RE: Dinosaurs and Man
June 7, 2012 at 11:37 pm
(This post was last modified: June 7, 2012 at 11:52 pm by Angrboda.)
Quote:…Justin Barrett thought that there may be something more to people's thoughts about God than they themselves believed. So he used a very simple, tried and tested method. He got his subjects to read specially prepared stories and to retell them after a while. The point of this is that people cannot store a text verbatim if it is longer than a few sentences. What they do is form a memory of the main episodes and how they connect. So when they recall the text people often distort the details of a story. Between the bits that are actually preserved from the original they insert details of their own invention. For instance, people read in Little Red Riding Hood that 'she went to her grandmother's house' and a few hours later say that 'she walked to her grandmother's house'. Minor changes of this kind or additions reveal what concepts people use to represent the story. In this particular case, they show that people imagined the heroine walking rather than taking a bus or riding a motorbike, although the story did not mention anything about how she travelled about.
So Barrett did two things. First, he asked his subjects to answer the simple question, What is God like? People produced all sorts of descriptions with common features. For instance, many of them said that an important feature of God is that he can attend to all sorts of things at the same time, contrary to humans who by necessity attend to one thing and then to another. After this, Barrett had his subjects read stories in which these features of God were relevant. For instance, the story described God as saving a man's life and at the same time helping a woman find her lost purse. After a while the subjects had to retell the story. In a spectacular and rather surprising way, many subjects said that God had helped one person out and then turned his attention to the other's plight.

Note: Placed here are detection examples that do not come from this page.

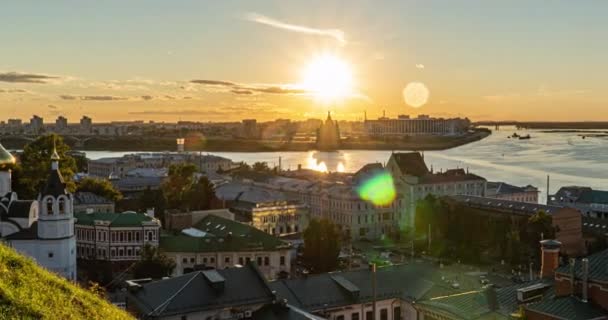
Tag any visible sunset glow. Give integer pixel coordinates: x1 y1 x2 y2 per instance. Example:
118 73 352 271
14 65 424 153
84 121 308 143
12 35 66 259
301 54 353 101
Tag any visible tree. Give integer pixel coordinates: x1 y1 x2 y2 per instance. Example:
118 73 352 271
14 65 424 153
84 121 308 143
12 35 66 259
185 177 215 210
133 244 175 279
76 177 122 202
138 187 167 221
13 134 77 199
304 219 340 273
162 163 197 208
251 162 270 172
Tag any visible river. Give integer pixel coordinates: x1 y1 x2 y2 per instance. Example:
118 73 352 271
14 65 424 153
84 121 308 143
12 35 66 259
86 127 608 203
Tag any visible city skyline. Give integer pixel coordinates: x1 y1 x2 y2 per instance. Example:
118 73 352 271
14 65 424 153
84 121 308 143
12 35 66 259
0 1 608 122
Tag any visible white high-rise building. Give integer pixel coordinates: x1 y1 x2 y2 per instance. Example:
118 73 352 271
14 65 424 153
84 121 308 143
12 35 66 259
0 145 76 281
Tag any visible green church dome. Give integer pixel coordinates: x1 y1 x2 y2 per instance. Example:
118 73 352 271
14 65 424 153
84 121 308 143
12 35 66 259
0 144 15 168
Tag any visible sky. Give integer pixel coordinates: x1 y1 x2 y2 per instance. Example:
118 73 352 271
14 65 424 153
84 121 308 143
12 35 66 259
0 0 608 122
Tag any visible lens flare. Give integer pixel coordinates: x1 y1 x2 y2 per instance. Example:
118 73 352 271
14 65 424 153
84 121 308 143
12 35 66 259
357 172 397 206
403 82 429 108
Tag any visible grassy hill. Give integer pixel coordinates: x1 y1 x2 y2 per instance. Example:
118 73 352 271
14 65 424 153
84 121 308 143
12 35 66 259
0 244 132 319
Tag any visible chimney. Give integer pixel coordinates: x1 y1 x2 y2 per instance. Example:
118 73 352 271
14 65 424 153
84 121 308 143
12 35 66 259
484 285 499 311
570 258 576 295
582 258 589 303
540 239 562 278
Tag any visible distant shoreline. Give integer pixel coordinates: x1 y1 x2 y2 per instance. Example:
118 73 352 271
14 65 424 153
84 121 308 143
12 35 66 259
0 129 491 153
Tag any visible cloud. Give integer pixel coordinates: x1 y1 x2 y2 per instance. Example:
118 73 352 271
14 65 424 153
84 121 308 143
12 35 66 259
129 110 207 115
0 89 28 93
190 80 236 87
245 12 346 45
0 72 59 83
230 89 253 94
243 86 307 94
59 95 129 101
190 80 307 95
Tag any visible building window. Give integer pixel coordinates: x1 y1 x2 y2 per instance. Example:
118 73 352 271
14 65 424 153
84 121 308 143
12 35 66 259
57 198 65 214
46 198 53 215
393 307 401 320
380 309 388 320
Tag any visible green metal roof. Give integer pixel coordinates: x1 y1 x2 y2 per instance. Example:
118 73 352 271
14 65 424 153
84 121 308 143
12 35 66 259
74 211 153 227
0 144 15 168
577 190 608 203
160 215 289 252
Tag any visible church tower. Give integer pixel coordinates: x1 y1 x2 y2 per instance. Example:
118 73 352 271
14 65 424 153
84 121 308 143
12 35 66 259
0 144 15 197
38 142 76 280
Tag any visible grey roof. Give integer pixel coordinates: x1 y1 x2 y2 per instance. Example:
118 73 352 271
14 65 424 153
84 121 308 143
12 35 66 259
215 182 287 204
486 181 536 195
5 221 38 240
555 249 608 282
129 264 275 317
270 265 434 311
74 191 114 205
525 295 608 320
391 152 430 177
449 195 563 215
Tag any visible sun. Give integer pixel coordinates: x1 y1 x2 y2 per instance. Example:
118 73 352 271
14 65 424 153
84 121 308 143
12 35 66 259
301 54 353 101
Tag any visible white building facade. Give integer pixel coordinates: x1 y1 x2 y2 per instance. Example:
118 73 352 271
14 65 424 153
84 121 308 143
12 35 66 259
0 142 76 281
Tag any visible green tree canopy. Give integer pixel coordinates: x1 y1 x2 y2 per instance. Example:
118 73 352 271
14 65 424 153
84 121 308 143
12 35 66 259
13 134 77 199
133 244 175 279
76 177 122 202
304 219 340 273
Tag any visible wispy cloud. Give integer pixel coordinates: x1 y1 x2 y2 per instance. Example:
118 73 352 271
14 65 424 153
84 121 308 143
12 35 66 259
0 72 59 83
0 89 28 93
245 12 346 45
59 94 129 101
190 79 307 95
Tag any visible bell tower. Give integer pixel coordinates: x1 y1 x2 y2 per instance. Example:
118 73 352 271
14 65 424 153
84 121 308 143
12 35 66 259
38 142 76 280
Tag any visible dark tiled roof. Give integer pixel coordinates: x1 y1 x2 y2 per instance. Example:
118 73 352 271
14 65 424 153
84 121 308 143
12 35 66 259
555 249 608 282
74 191 114 205
391 152 430 177
553 186 591 202
129 264 274 317
418 280 544 319
270 265 433 311
449 195 563 215
160 215 289 252
525 296 608 320
74 211 153 227
42 170 66 197
253 303 323 320
419 169 486 184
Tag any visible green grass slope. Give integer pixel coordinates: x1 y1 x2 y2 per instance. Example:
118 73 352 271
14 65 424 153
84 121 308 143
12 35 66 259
0 244 132 319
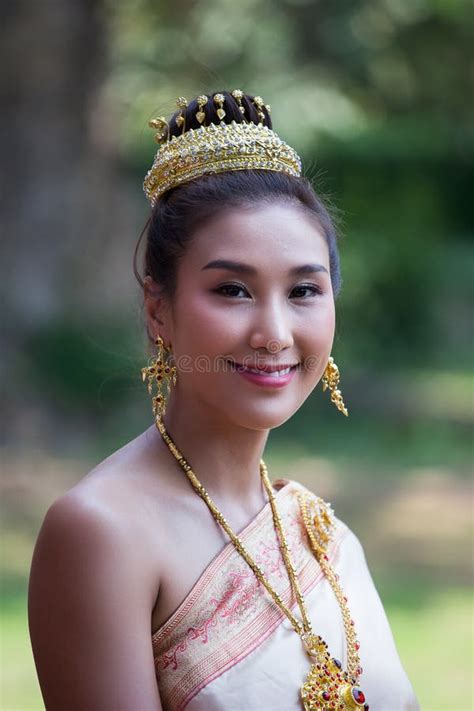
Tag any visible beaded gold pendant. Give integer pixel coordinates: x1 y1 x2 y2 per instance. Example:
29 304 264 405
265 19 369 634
301 634 369 711
299 495 369 711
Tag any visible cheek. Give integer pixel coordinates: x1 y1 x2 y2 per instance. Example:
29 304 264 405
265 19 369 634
173 295 239 354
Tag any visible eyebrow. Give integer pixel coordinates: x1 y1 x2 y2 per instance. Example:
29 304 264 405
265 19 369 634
201 259 329 276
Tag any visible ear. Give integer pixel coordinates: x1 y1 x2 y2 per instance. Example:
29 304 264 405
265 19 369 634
143 276 171 344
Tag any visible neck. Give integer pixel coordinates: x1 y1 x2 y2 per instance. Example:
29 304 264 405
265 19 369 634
155 398 269 513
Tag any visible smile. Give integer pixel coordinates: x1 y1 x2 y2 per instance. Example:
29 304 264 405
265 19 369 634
228 361 298 387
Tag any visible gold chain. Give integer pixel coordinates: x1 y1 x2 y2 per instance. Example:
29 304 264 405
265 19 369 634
155 415 368 711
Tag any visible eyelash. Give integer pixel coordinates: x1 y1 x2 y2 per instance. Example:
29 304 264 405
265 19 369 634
213 284 323 299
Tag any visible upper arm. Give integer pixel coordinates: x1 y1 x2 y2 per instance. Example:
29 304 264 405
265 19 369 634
28 494 161 711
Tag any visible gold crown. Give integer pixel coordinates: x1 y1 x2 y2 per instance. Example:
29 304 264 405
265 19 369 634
143 90 301 205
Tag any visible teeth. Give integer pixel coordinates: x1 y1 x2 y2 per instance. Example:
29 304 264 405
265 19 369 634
246 368 291 378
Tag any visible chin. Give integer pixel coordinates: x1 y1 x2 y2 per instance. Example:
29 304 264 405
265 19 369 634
224 404 298 431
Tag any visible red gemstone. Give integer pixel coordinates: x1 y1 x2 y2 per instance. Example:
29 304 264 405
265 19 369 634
352 686 365 706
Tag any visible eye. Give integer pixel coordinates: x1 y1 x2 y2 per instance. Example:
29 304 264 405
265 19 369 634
293 284 323 299
213 284 247 297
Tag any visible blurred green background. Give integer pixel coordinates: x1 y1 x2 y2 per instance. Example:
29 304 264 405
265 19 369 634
0 0 474 711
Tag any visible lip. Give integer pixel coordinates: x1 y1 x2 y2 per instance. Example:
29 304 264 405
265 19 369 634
228 360 299 373
229 361 298 388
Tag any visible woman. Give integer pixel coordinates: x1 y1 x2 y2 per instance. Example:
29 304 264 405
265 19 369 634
29 90 418 711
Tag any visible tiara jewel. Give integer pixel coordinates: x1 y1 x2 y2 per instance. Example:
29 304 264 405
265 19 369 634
143 119 302 205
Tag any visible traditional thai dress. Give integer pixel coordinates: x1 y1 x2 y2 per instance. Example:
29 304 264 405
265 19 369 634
152 479 420 711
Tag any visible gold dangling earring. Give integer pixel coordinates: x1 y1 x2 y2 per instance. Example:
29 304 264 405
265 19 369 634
322 356 349 417
142 336 177 420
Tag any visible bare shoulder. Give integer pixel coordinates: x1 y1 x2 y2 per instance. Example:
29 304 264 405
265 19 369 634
28 426 168 711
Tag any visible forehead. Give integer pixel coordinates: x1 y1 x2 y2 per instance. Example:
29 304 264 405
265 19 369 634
182 203 329 272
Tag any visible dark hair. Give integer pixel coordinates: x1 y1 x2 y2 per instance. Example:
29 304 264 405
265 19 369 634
133 91 341 302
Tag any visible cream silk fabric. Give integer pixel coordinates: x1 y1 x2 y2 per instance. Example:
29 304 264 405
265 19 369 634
152 479 420 711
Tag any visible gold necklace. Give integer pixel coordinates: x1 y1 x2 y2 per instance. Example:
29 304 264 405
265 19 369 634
155 416 369 711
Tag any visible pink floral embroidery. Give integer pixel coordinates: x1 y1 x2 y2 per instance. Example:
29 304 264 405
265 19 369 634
153 482 347 711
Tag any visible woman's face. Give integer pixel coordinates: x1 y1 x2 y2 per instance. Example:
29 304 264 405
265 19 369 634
152 203 335 430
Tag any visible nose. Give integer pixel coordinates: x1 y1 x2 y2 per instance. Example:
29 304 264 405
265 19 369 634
249 298 294 353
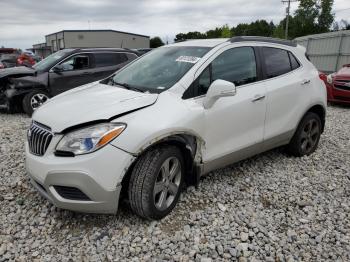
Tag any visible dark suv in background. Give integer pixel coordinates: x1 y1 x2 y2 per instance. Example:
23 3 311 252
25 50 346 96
0 48 139 115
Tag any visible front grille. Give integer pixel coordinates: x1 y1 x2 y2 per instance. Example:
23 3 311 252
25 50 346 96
34 180 46 192
334 79 350 83
334 84 350 91
54 186 91 201
28 121 53 156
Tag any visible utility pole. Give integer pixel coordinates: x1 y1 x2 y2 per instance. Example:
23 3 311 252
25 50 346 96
282 0 297 39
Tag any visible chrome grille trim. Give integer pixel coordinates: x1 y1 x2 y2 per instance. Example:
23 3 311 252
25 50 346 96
27 121 53 156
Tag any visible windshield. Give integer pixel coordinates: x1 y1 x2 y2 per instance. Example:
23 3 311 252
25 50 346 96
33 49 72 71
108 46 210 93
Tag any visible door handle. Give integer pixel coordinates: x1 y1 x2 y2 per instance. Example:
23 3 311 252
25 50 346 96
252 95 265 102
301 79 311 85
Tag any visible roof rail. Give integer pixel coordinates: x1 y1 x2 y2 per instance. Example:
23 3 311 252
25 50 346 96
228 36 297 47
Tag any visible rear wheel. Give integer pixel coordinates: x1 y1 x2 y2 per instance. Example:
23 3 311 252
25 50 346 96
23 90 50 116
128 146 184 219
287 112 321 156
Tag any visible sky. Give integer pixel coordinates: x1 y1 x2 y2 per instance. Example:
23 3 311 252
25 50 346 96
0 0 350 49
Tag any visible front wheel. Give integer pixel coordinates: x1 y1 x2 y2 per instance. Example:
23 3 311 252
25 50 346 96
287 112 321 157
128 146 184 219
23 90 49 116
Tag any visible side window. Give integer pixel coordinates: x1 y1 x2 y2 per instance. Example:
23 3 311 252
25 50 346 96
288 52 300 70
212 47 257 86
126 53 138 61
197 66 211 95
94 53 116 67
114 53 128 65
61 54 90 71
182 47 257 99
263 47 292 78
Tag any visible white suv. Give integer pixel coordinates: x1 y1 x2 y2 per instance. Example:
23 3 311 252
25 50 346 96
26 37 326 219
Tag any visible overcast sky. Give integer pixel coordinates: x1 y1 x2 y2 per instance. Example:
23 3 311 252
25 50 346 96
0 0 350 49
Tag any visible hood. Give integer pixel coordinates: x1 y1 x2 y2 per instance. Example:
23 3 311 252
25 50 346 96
334 66 350 79
33 83 158 133
0 66 36 78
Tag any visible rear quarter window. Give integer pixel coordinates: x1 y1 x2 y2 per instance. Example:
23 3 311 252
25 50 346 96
263 47 292 78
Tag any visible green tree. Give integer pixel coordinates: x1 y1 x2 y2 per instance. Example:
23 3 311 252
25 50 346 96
150 36 164 48
205 27 222 38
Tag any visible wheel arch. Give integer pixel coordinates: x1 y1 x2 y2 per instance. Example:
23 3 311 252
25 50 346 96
122 132 204 196
303 104 326 133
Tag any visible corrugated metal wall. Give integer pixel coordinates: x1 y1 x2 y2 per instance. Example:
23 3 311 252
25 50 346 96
295 30 350 73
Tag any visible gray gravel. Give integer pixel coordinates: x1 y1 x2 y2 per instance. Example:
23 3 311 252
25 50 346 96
0 107 350 262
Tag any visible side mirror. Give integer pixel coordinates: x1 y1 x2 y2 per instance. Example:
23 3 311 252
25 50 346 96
203 79 237 109
52 65 63 74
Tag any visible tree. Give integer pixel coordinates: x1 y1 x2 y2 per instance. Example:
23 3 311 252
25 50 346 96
150 36 164 48
205 27 222 38
317 0 334 33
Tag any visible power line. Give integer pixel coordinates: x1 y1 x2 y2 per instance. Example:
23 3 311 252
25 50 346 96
282 0 298 39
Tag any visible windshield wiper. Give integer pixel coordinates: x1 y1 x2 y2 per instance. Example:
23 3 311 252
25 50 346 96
111 79 145 93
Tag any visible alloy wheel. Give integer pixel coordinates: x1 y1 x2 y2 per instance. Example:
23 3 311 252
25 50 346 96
153 157 181 211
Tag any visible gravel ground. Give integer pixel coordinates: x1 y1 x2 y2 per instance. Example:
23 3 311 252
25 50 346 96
0 107 350 261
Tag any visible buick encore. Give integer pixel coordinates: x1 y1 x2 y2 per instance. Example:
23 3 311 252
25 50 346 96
26 37 326 219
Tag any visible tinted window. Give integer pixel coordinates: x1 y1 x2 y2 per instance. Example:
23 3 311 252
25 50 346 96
212 47 257 86
182 47 257 99
61 54 90 71
114 53 128 64
288 52 300 70
94 53 116 67
263 47 291 78
94 53 128 67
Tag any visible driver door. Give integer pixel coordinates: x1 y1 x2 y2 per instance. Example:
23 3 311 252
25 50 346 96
49 53 94 95
187 47 266 172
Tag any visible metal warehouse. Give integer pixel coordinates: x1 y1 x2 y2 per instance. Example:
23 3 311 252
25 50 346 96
32 30 150 57
295 30 350 73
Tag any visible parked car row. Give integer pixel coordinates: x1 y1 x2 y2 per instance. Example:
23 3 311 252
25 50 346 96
0 48 139 115
320 64 350 104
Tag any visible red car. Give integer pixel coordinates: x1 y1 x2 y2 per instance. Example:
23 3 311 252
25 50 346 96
320 64 350 104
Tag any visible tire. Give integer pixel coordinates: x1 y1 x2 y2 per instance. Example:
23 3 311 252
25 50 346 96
23 90 50 116
287 112 322 157
5 99 16 114
128 146 185 219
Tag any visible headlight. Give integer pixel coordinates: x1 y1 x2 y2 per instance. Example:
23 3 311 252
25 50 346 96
327 75 333 84
56 123 126 155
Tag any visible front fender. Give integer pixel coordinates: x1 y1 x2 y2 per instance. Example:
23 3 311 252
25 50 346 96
112 92 205 158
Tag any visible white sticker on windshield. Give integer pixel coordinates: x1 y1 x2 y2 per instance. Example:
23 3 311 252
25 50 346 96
175 55 201 64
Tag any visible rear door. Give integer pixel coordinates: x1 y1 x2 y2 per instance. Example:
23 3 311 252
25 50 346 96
92 52 137 81
261 46 311 143
49 53 94 95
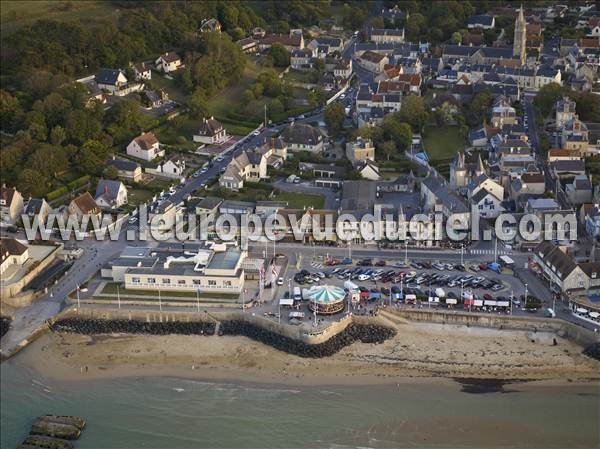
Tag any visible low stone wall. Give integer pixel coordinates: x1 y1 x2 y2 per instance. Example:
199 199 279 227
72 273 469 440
380 309 600 346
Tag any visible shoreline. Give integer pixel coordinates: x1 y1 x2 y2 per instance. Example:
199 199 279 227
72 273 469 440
17 323 600 393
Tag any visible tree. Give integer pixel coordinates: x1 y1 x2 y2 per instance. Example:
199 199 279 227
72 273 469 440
267 44 290 67
399 95 427 132
381 140 396 161
325 102 346 137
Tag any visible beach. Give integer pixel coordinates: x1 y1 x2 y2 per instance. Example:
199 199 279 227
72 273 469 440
19 323 600 385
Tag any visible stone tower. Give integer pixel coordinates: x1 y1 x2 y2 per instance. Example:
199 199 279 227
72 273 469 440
513 5 527 65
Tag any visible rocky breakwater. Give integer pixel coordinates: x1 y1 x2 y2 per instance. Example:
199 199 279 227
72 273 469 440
219 320 396 358
50 318 216 335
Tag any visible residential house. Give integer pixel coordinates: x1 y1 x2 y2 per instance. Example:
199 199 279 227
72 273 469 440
96 179 127 209
0 184 24 224
127 133 165 161
200 18 221 33
67 192 102 220
565 175 592 205
467 14 496 30
133 62 152 81
154 51 183 73
281 123 324 153
236 37 258 55
24 198 52 223
0 238 29 276
346 137 375 165
219 151 267 190
193 116 229 145
369 28 404 44
95 69 127 94
556 97 577 129
106 156 142 182
358 50 389 74
356 159 381 181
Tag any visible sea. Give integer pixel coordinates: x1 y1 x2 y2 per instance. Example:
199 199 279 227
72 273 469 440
0 356 600 449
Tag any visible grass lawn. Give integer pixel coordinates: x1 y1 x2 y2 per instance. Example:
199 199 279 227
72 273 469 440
423 126 467 160
102 282 239 301
0 0 120 37
272 190 325 209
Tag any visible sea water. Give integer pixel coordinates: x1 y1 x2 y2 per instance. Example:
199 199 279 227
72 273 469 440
0 356 600 449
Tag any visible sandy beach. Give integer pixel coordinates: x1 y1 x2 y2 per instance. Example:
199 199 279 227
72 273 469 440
19 323 600 385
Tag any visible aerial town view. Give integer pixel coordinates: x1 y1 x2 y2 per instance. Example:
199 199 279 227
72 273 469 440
0 0 600 449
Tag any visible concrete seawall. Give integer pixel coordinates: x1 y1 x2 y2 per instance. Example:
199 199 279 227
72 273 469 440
380 309 600 346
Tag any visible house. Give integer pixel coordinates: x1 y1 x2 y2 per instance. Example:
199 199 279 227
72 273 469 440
24 198 52 223
565 175 592 205
219 151 267 190
0 238 29 276
106 156 142 182
127 133 165 161
67 192 102 220
356 159 381 181
467 14 496 30
358 50 389 74
200 18 221 33
193 116 229 145
95 69 127 94
235 37 258 55
133 62 152 81
346 137 375 165
369 28 404 44
281 123 324 153
96 179 127 209
154 51 183 73
471 187 504 218
146 156 185 179
556 97 577 129
0 184 24 224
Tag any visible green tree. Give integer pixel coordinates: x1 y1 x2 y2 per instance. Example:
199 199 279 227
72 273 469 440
325 102 346 137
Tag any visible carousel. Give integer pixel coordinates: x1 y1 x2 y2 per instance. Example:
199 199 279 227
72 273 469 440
307 285 346 315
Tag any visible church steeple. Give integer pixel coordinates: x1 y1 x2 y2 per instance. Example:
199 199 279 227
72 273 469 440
513 4 527 65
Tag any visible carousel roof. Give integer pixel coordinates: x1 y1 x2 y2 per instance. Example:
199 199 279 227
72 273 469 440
308 285 346 304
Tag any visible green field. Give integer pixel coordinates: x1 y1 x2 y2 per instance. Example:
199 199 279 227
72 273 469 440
423 126 467 161
0 0 120 37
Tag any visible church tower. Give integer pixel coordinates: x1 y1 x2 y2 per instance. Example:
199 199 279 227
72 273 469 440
513 5 527 65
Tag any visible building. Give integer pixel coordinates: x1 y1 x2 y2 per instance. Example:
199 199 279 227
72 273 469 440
513 5 527 65
369 28 404 44
133 62 152 81
95 69 127 94
358 50 389 74
0 238 29 276
67 192 102 220
346 137 375 165
193 116 229 145
106 156 142 182
281 123 324 153
115 247 246 294
127 133 165 161
219 151 267 190
0 185 24 224
95 179 127 209
24 198 52 223
467 14 496 30
154 51 183 73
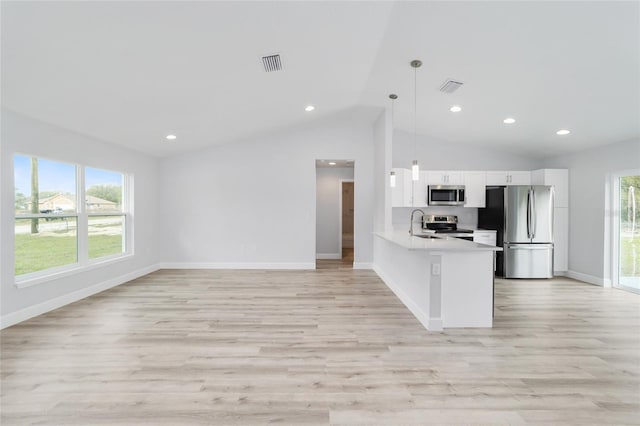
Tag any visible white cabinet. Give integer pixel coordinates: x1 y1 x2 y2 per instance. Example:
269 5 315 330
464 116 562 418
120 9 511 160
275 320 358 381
473 229 497 246
427 170 464 185
531 169 569 207
553 207 569 275
487 170 531 186
463 172 487 207
409 172 429 208
391 169 413 207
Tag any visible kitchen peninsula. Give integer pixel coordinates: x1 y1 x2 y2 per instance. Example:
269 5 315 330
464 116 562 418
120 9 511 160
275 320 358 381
374 231 502 331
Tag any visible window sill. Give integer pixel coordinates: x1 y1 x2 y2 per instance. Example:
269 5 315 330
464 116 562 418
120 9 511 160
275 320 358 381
14 253 133 288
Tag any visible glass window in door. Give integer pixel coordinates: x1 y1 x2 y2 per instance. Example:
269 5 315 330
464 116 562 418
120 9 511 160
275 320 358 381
618 176 640 292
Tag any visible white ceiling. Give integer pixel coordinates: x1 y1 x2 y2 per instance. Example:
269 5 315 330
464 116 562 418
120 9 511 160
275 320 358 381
1 1 640 157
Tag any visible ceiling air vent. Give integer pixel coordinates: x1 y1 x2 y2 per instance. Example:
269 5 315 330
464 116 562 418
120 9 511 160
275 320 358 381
440 80 464 93
262 55 282 72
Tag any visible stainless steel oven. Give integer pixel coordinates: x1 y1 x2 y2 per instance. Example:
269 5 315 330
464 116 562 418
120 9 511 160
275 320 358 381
427 185 466 206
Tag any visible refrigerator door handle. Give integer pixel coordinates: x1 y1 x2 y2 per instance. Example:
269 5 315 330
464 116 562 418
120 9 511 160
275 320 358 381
507 244 553 250
527 189 531 239
531 188 538 238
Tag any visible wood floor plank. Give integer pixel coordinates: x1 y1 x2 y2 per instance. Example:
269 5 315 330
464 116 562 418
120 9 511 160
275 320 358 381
0 270 640 425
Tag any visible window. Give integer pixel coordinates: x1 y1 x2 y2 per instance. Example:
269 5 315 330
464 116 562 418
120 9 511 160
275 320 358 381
14 154 129 282
84 167 125 259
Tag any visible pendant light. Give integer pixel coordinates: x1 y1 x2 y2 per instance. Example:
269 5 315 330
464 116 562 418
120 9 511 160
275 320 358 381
389 93 398 188
411 59 422 181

So people both say explicitly that God could do two things at once – indeed, that is what makes him God – and then, when they spontaneously represent what God does, construe a standard agent who attends to one thing after another. Barrett observed this effect with both believers and non-believers, and in Delhi, India, in the same way as in Ithaca, NY. These experiments show that people's thoughts about God, the mental representation they use to explain what God does and how he does it, are not quite the same as what they say when you ask them. In fact, in this case, one contradicts the other. In each person there is both an official concept – what they can report if you ask them – and an implicit concept that they use without being really aware of it.
Barrett coined the phrase 'theological correctness' to describe this effect. In the same way as people sometimes have an explicit, officially approved version of their political beliefs that may or may not correspond to their actual commitments, people here are certain that they believe in a God with non-standard cognitive powers. However, the recall test produces what could be called a certain 'cognitive pressure' which diverts their attention from the desire to express 'correct' beliefs. In such a context, people use intuitive expectations about how a mind works, which are available automatically since they are activated to make sense of people's behaviour at all times. When the task allows for conscious monitoring, we get the theological version; when the task requires fast access, we get the anthropomorphic version. This shows, not only that the theological concept has not displaced the spontaneous one but also that it is not stored in the same way. Very likely the theological concept is stored in the form of explicit sentence-like propositions ('God is omniscient', 'God is everywhere'). By contrast, the spontaneous concept is stored in the format of direct instructions to intuitive psychology, which would explain why it is accessed much faster.